Whether by the banal workings of an indifferent bureaucracy or by outright medical neglect, the result feels to Xinachtli and his supporters like a morbid game of cat and mouse. In February, March, and June of last year, various medical staff reported Xinachtli was a “no show” to his medical appointments because there was “no escort” available, according to court records. Meanwhile, in February and September, the official excuse was that Xinachtli “refused” to travel to the clinic. But in a March request for medical care, Xinachtli made the stakes clear: “I am not refusing your care. I cannot walk the mile to the clinic without feeling exhausted and out of breath. I need ‘wheelchair’ aid for my disability.” He cited pain in his kidneys. He began to suffer from incontinence. Between October 2024 and December 2025, he lost almost 100 pounds.

Salazar recalls that, in the latter half of 2025, she began to notice Xinachtli’s usual energetic disposition was muted, as if his mind had caught up to his 73-year-old body and was beginning to slow down. In November, around the time of his fall, Freeman became the first of his supporters to see him in a wheelchair. “It’s just a shocking experience, seeing someone age and decline really rapidly,” she said. Just a few months prior, he had been active and engaged in his case. Now, he had slurred speech; it was clear to her that he was experiencing some kind of cognitive decline.
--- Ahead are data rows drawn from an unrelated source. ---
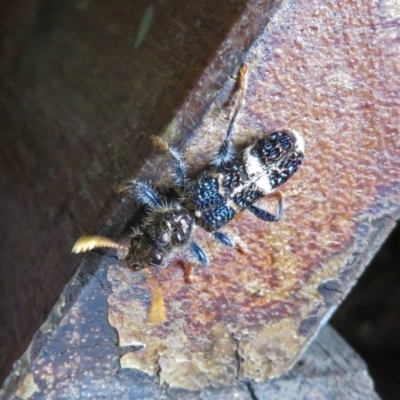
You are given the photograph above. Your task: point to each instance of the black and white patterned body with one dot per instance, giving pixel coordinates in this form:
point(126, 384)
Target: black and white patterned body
point(233, 183)
point(222, 192)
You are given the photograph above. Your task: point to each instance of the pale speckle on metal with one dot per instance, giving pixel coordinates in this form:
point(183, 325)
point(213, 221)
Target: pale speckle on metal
point(144, 26)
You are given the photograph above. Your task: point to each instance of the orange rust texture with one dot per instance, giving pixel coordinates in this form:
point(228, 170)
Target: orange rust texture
point(330, 71)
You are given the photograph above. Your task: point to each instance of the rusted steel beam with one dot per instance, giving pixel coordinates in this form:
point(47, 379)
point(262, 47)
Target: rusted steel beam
point(328, 71)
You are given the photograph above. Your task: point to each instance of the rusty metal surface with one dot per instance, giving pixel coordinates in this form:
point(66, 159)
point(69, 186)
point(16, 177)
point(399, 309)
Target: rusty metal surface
point(79, 98)
point(327, 70)
point(250, 315)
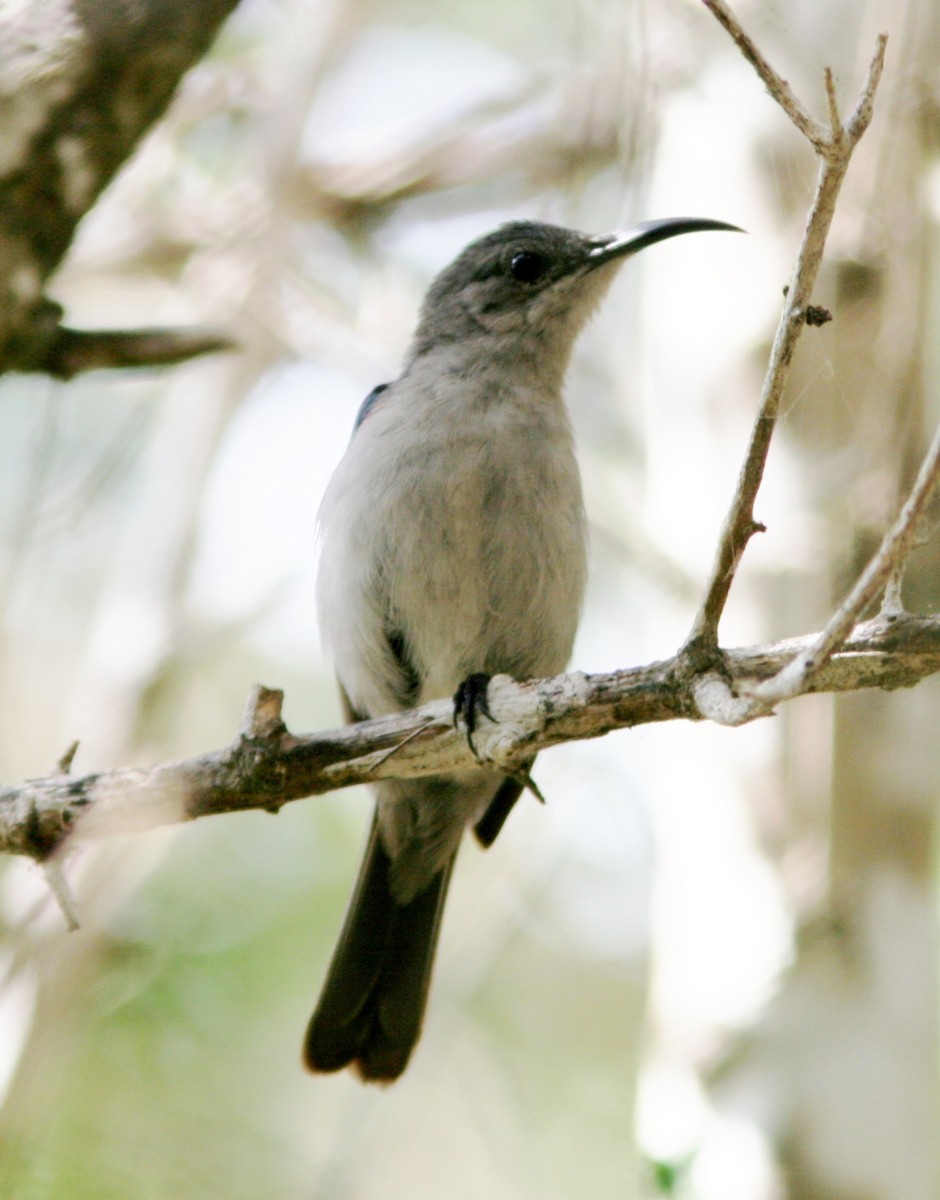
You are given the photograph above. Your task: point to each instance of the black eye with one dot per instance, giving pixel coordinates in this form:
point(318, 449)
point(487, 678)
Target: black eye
point(527, 267)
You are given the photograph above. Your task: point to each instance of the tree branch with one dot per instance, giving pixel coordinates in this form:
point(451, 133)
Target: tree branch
point(267, 766)
point(834, 149)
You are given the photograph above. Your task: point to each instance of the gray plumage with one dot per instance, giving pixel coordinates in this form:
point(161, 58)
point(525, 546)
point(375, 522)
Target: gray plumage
point(453, 544)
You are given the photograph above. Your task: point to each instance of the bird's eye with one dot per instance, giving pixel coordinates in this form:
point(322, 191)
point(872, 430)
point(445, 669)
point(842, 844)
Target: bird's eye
point(527, 267)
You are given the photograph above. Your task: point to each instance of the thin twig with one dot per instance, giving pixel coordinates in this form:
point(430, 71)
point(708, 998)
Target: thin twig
point(73, 352)
point(834, 150)
point(776, 84)
point(884, 567)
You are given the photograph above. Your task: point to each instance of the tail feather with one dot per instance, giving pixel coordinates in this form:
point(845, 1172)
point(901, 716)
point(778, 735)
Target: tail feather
point(372, 1003)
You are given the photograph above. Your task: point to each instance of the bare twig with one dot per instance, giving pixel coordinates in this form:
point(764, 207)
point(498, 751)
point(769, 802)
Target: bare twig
point(267, 766)
point(72, 352)
point(834, 149)
point(776, 84)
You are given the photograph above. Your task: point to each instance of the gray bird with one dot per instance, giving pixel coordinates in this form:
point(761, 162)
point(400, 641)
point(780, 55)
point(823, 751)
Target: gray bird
point(453, 549)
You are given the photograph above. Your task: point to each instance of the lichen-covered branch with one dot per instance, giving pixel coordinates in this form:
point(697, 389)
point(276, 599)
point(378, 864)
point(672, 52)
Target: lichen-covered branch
point(267, 766)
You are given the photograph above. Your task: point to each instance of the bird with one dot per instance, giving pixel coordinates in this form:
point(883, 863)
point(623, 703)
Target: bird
point(453, 549)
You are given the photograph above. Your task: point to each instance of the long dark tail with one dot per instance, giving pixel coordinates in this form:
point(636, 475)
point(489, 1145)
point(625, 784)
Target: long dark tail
point(372, 1002)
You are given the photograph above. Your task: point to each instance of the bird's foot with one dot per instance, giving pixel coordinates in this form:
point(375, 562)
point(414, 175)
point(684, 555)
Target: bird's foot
point(470, 703)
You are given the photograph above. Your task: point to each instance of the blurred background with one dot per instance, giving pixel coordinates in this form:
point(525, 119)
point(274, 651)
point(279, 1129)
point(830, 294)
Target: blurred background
point(707, 970)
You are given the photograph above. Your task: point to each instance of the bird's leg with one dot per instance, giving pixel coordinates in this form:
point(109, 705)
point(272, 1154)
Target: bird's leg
point(470, 703)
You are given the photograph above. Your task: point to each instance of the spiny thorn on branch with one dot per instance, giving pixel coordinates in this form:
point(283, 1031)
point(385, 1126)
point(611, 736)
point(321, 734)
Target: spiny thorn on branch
point(262, 717)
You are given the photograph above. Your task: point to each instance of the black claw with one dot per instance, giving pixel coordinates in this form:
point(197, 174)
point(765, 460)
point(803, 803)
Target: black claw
point(470, 701)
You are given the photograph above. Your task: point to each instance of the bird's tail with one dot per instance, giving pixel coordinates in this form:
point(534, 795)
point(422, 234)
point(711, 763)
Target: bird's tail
point(372, 1002)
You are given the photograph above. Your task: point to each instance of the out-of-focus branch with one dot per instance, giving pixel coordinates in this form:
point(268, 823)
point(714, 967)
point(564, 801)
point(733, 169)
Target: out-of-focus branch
point(834, 148)
point(79, 85)
point(267, 766)
point(71, 352)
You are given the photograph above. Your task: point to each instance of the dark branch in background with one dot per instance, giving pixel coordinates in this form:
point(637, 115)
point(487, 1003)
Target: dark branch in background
point(267, 766)
point(75, 351)
point(79, 85)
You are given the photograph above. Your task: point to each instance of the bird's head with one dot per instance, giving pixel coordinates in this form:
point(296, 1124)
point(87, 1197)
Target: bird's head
point(530, 286)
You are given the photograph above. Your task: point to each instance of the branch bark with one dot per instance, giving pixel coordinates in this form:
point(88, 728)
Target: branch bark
point(834, 148)
point(267, 766)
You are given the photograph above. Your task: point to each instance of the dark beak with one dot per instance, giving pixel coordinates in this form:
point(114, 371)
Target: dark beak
point(620, 245)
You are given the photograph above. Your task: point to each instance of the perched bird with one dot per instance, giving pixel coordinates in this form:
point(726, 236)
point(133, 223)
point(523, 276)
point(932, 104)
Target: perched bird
point(453, 549)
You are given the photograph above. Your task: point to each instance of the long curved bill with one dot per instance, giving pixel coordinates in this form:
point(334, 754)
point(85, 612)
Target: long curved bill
point(618, 245)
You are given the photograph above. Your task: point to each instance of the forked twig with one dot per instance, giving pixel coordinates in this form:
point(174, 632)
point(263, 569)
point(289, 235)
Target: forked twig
point(834, 148)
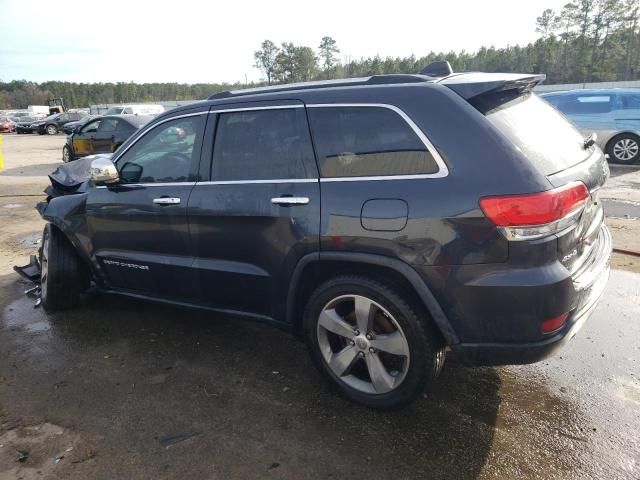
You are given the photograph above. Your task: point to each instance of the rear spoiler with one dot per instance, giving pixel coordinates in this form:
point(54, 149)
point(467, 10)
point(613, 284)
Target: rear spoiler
point(475, 84)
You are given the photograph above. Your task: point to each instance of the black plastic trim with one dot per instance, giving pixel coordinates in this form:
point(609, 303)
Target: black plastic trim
point(365, 258)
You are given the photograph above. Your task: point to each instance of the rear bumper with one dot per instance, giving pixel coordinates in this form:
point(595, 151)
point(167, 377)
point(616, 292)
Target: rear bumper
point(589, 284)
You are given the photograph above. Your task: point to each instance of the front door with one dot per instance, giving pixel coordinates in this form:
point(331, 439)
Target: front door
point(138, 227)
point(260, 213)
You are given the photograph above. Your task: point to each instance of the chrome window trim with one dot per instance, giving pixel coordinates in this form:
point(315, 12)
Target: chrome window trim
point(442, 172)
point(151, 184)
point(249, 109)
point(276, 180)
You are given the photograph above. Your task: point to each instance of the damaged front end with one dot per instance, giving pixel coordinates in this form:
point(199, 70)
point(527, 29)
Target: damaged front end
point(64, 208)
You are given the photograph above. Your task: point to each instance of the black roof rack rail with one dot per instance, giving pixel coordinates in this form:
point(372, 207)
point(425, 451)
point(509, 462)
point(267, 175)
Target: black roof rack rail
point(437, 69)
point(347, 82)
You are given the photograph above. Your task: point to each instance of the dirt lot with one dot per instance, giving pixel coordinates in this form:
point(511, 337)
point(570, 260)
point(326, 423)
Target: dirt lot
point(124, 389)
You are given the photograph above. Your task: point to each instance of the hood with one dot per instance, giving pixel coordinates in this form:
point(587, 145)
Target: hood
point(71, 177)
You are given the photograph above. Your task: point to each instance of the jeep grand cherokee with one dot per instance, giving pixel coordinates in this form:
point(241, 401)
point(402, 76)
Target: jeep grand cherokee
point(385, 220)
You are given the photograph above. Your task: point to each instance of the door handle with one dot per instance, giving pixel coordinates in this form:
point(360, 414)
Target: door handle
point(166, 201)
point(285, 201)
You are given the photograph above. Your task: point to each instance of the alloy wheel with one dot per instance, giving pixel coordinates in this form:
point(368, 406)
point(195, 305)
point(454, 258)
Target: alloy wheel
point(625, 149)
point(362, 344)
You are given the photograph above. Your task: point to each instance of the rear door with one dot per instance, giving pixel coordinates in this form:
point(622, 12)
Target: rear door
point(138, 227)
point(260, 211)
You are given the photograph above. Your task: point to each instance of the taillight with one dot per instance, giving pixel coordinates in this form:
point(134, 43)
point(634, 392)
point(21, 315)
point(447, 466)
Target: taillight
point(535, 215)
point(554, 324)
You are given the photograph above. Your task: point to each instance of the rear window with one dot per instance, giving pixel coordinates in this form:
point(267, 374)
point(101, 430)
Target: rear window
point(542, 134)
point(367, 141)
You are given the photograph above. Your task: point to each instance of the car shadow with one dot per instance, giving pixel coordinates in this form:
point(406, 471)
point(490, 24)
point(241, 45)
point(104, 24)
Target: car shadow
point(248, 390)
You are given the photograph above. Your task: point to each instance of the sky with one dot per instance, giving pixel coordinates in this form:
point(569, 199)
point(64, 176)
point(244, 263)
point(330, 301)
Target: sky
point(205, 42)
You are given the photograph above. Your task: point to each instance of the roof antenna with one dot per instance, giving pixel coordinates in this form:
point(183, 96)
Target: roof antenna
point(437, 69)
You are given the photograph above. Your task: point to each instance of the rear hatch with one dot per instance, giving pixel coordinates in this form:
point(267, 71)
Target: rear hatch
point(552, 144)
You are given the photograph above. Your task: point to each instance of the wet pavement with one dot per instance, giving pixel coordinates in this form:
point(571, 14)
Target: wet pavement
point(125, 389)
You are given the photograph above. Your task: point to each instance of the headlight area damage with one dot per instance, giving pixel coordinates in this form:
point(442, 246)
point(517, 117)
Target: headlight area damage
point(64, 208)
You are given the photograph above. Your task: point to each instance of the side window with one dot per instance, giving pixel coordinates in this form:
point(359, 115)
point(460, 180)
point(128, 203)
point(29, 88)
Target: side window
point(108, 125)
point(125, 127)
point(167, 153)
point(91, 127)
point(588, 104)
point(367, 141)
point(630, 101)
point(263, 145)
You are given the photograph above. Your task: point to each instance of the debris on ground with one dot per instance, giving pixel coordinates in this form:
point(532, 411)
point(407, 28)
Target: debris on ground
point(170, 440)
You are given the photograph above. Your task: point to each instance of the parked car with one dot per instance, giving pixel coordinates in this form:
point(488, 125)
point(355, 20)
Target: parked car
point(70, 127)
point(142, 109)
point(54, 123)
point(613, 114)
point(26, 125)
point(17, 116)
point(7, 125)
point(101, 135)
point(383, 222)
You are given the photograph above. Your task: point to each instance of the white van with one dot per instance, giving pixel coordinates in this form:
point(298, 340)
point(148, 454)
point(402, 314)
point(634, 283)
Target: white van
point(141, 109)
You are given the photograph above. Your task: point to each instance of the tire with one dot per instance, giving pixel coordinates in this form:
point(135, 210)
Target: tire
point(67, 154)
point(390, 317)
point(624, 149)
point(63, 278)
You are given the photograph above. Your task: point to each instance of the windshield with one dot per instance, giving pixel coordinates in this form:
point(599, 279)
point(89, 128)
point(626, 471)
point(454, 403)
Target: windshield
point(545, 136)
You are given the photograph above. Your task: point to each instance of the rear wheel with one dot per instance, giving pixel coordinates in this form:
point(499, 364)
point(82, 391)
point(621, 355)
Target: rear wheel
point(624, 148)
point(62, 275)
point(371, 343)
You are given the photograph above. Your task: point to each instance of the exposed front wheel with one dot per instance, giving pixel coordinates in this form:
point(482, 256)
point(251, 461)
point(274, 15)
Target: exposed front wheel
point(62, 275)
point(371, 343)
point(624, 148)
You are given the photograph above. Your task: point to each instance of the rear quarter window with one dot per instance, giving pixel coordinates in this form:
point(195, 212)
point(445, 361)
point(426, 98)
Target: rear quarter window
point(540, 132)
point(367, 141)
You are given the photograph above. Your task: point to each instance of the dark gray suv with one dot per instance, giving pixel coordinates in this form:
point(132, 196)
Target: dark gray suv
point(385, 220)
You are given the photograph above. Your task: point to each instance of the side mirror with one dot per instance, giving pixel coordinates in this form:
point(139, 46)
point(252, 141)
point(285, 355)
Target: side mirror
point(103, 171)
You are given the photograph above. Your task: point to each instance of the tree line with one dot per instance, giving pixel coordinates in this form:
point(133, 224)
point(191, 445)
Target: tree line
point(586, 41)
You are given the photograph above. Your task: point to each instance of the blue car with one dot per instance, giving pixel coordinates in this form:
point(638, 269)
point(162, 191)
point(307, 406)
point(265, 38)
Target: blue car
point(613, 114)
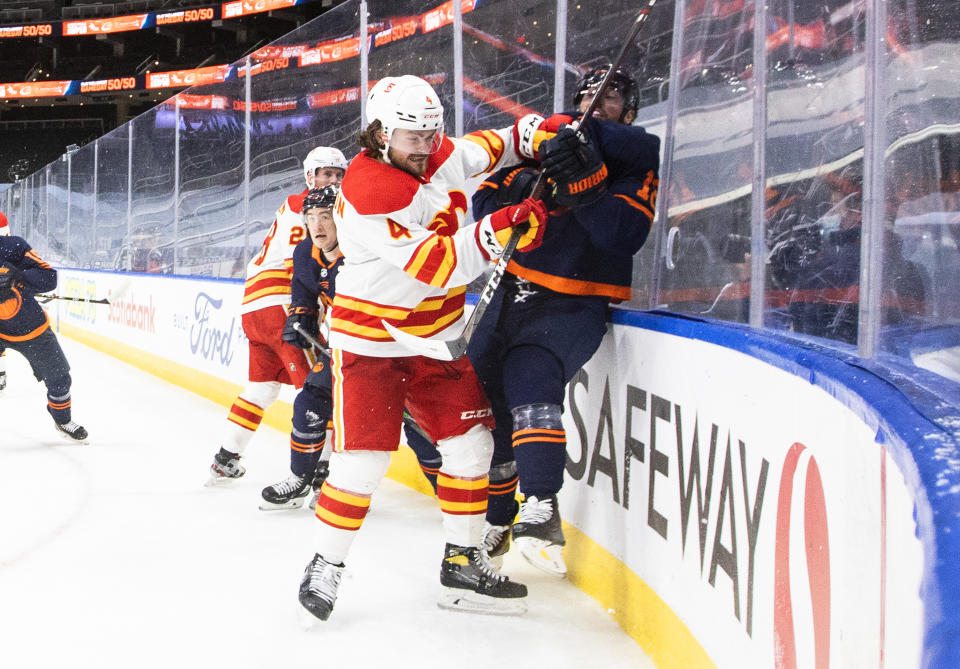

Dr. Dona Kim Murphey, a third-party medical specialist, conducted several limited examinations of Xinachtli. In a late November phone interview, Murphey reported that he exhibited short-term memory problems, meandering and disorganized speech, and an inability to recall his own age, stating he was 53 instead of 73. On December 2, at an in-person session, Dr. Murphey performed a neurological examination of Xinachtli with limited equipment, imploring prison officials to conduct an “urgent brain and spinal MRI” and lab tests, adding that—in the best-case scenario—Xinachtli may be able to walk again after “months of inpatient physical therapy.”

Finally, after months of delay, the Texas Department of Criminal Justice provided Freeman with Xinachtli’s complete medical records. What those documents revealed was stark: It was as if his entire body was failing at once. Xinachtli had suffered a stroke and a heart attack, and appeared to have a lesion on his liver, possibly cancerous; this was in addition to spinal degeneration, heart and kidney damage, prostate damage, and a hernia. This came as a surprise to Xinachtli, who had no idea he’d suffered from a stroke or heart attack.

“We had to have a very hard conversation with Xinachtli about what these medical records show,” Freeman told me. For years, he’d been left in the dark. The news cast Xinachtli’s Christmas Eve transfer in another light: Doctors with access to his medical records knew of these conditions and still transferred him back to solitary confinement. “I don’t understand how they’re keeping him confined like they are unless there’s some other agenda,” Dr. Murphey told me. It only “makes sense if he is actually being politically persecuted. They’re denying him care systematically because of who he is.”

On January 19, Dr. Murphey sent an open letter to medical staff at the Carole Young Medical Facility calling for expedited blood and gastrointestinal tests, given “the chronic medical neglect” Xinachtli had suffered up to this point. If expedited treatment and “more intense level of rehabilitation, and careful dementia risk factor management is not available,” she concluded, “my recommendation is that [he] be urgently released for care in the community.”

It’s difficult to square who Xinachtli appears to be in the eyes of Texas—Iyer referred to him at the December court hearing as having a “long history” of violence and an “association to organized crime”—with the white-haired man in a wheelchair who seemed to shrink in his seat during the court hearings I attended on Zoom. He spoke slowly, clasping his hands together as if for warmth. “A lot of times, revolutionary elders will die, and we will not tell their stories until they die,” Salazar told me. But their memories are all the more precious when they’re alive.